Yes, I think that's best. This post is only for clarification.

But this seems an odd post to me. You say science is not looking for any 'ultimate' or 'true' reality. I agree with this, and there seems to be general agreement on it, since it's a inevitable consequence of the way science is done.

No, only of the contigent current state of science, mostly driven by the kind of data available.

But then you say that eventually a scientific TOE will tell us all about this ultimate reality. What is going to change between then and now that will allow science to do this?
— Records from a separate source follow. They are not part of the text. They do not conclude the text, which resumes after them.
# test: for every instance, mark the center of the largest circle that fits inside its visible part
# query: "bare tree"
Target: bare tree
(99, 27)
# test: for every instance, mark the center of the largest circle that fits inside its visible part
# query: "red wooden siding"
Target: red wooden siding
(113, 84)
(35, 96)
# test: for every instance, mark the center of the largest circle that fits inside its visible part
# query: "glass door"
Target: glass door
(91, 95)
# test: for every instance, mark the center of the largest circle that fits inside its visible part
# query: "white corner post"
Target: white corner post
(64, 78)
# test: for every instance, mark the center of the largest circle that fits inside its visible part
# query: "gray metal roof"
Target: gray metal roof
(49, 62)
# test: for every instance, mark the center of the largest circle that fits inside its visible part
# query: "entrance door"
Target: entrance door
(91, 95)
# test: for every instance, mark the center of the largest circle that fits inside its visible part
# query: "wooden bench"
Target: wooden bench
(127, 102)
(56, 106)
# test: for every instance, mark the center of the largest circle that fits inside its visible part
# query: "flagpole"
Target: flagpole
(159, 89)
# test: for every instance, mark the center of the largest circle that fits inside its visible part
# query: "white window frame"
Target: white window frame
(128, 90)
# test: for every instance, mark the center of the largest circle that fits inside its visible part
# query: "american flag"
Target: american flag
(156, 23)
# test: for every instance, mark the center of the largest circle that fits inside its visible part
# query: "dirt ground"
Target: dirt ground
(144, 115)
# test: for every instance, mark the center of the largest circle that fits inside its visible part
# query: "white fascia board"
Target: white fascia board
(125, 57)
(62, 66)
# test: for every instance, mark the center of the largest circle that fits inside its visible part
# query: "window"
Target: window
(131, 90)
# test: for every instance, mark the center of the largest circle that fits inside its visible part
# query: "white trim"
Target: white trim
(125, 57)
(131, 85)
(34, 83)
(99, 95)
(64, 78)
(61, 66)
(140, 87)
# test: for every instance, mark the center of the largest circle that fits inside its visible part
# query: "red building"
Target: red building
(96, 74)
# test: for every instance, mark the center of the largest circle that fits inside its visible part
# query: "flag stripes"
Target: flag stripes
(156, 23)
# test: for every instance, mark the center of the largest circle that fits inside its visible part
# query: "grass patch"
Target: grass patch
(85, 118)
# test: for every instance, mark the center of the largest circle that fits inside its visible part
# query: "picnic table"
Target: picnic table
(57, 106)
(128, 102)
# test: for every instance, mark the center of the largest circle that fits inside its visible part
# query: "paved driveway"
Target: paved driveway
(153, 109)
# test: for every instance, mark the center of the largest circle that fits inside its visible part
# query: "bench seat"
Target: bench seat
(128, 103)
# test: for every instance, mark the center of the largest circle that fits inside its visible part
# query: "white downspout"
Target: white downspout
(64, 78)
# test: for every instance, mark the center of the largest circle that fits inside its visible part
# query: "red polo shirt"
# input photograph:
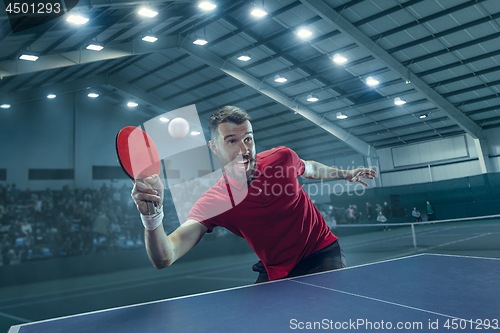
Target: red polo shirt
(272, 212)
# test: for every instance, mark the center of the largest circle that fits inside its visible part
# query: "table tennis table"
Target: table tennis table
(421, 293)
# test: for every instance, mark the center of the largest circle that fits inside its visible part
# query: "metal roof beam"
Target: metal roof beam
(61, 88)
(329, 15)
(50, 61)
(216, 62)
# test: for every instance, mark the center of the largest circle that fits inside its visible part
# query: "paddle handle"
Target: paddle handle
(153, 207)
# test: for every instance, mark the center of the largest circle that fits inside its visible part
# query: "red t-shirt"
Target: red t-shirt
(272, 212)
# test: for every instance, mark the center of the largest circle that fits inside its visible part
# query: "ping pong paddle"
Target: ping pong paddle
(138, 157)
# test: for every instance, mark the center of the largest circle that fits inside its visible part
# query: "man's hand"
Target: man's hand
(356, 175)
(149, 190)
One path would be for theorists to develop a true TOE, which is falsifiable through experimental predictions, but also of its necessary nature makes statements about what reality is. That is, its logical structure is to be such that you can't have the experimental predictions without the assertions about reality. Quantum mechanics almost behaves this way (asserting "reality is quantized" and making excallent experimental predictions), but not quite, because the split between its unitary physics and the highly nonlinear projection to real probabilities undercuts it's assertion.

Plato, Kant and most other philosophers and many physicists say it will never happen, and their arguments seem unassailable to me.
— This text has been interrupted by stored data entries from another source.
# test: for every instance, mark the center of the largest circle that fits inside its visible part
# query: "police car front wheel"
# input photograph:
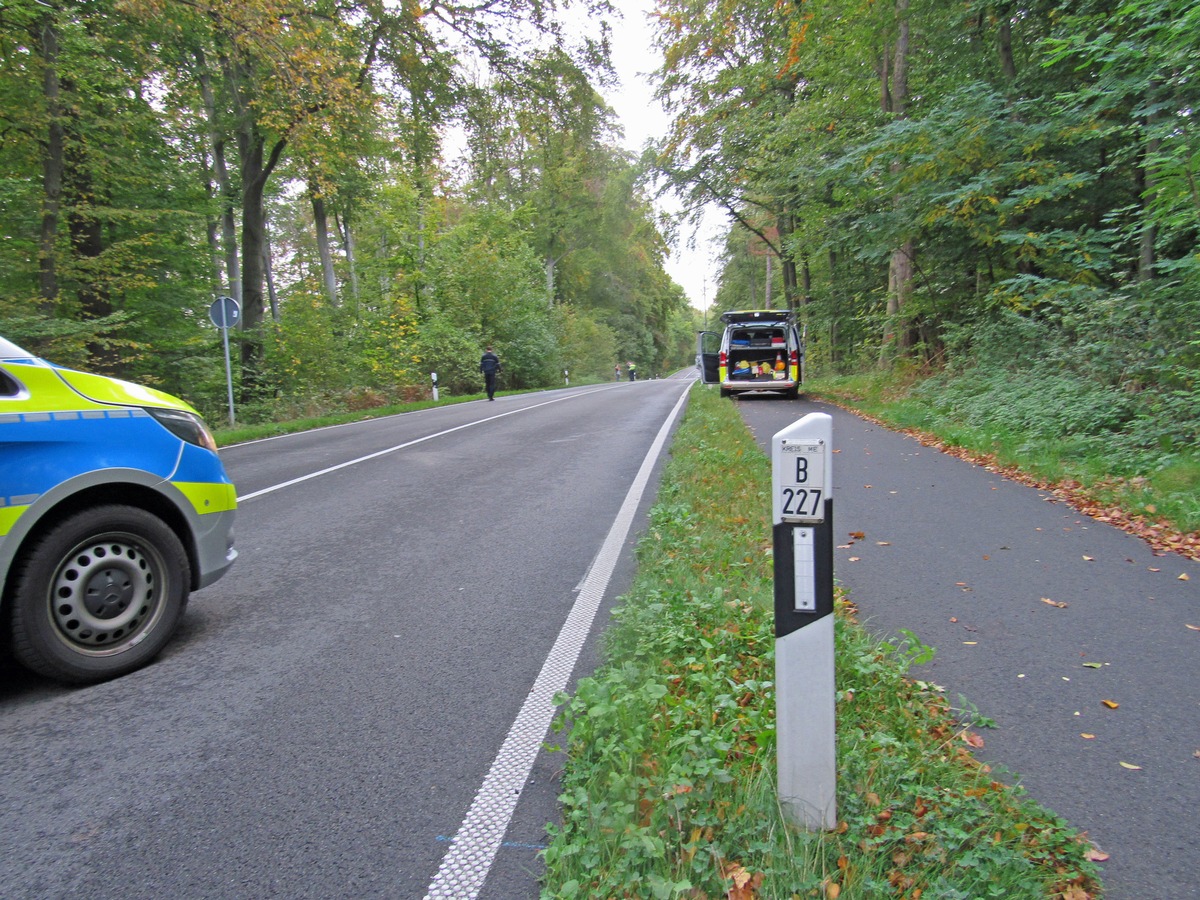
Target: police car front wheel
(99, 594)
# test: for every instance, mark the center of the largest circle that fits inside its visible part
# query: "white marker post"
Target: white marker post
(802, 511)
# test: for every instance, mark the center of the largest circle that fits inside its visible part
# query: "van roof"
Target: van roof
(757, 317)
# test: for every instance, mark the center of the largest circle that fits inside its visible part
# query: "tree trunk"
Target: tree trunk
(900, 268)
(256, 169)
(269, 274)
(321, 222)
(228, 252)
(52, 171)
(343, 229)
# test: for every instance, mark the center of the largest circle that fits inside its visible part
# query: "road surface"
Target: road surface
(327, 721)
(1039, 615)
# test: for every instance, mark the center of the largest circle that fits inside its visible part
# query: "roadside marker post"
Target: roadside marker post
(802, 514)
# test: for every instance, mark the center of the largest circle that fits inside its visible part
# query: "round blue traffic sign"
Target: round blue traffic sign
(225, 312)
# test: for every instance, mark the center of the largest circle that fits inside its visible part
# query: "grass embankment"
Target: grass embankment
(1055, 435)
(228, 436)
(670, 789)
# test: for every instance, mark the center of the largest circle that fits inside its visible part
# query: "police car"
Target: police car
(114, 507)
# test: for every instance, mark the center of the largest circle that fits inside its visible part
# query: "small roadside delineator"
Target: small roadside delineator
(802, 514)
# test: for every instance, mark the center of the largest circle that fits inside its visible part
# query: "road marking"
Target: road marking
(471, 856)
(376, 455)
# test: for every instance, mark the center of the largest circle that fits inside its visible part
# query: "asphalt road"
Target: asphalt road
(967, 561)
(327, 720)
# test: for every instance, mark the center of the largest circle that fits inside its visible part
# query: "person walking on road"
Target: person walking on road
(490, 365)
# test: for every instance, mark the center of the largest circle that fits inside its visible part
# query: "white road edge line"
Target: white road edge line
(401, 447)
(465, 867)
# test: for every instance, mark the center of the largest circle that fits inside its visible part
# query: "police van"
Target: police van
(114, 507)
(759, 351)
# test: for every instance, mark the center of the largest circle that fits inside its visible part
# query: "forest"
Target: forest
(387, 186)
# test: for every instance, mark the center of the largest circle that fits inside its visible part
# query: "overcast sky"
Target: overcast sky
(642, 118)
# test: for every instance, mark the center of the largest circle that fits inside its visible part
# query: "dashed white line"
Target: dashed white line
(465, 867)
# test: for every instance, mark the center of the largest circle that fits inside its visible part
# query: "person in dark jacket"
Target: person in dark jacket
(490, 365)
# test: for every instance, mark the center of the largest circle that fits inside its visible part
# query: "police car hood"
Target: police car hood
(102, 389)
As to the philosophers, who cares? They disagree with each other and form no constraint on physics development. As to the many physicists, name three since 1950. No sorry, we weren't going to dispute anymore, but obviously I am skeptical of this statement. Maybe start a new thread ?
 
  • #83
Yeah that might be interesting. To answer your question I'd have to root around a bit to check my facts, but Stephen Hawking comes to mind. Does Scroedinger count as post-1950? Karl Pribram probably qualifies as well, and Franco Varella, but I'm not quite sure of them. And Greg Rosenberg of course, if he counts as a scientist. I'll think about it and try and get some more sorted. It's quite an interesting little research project.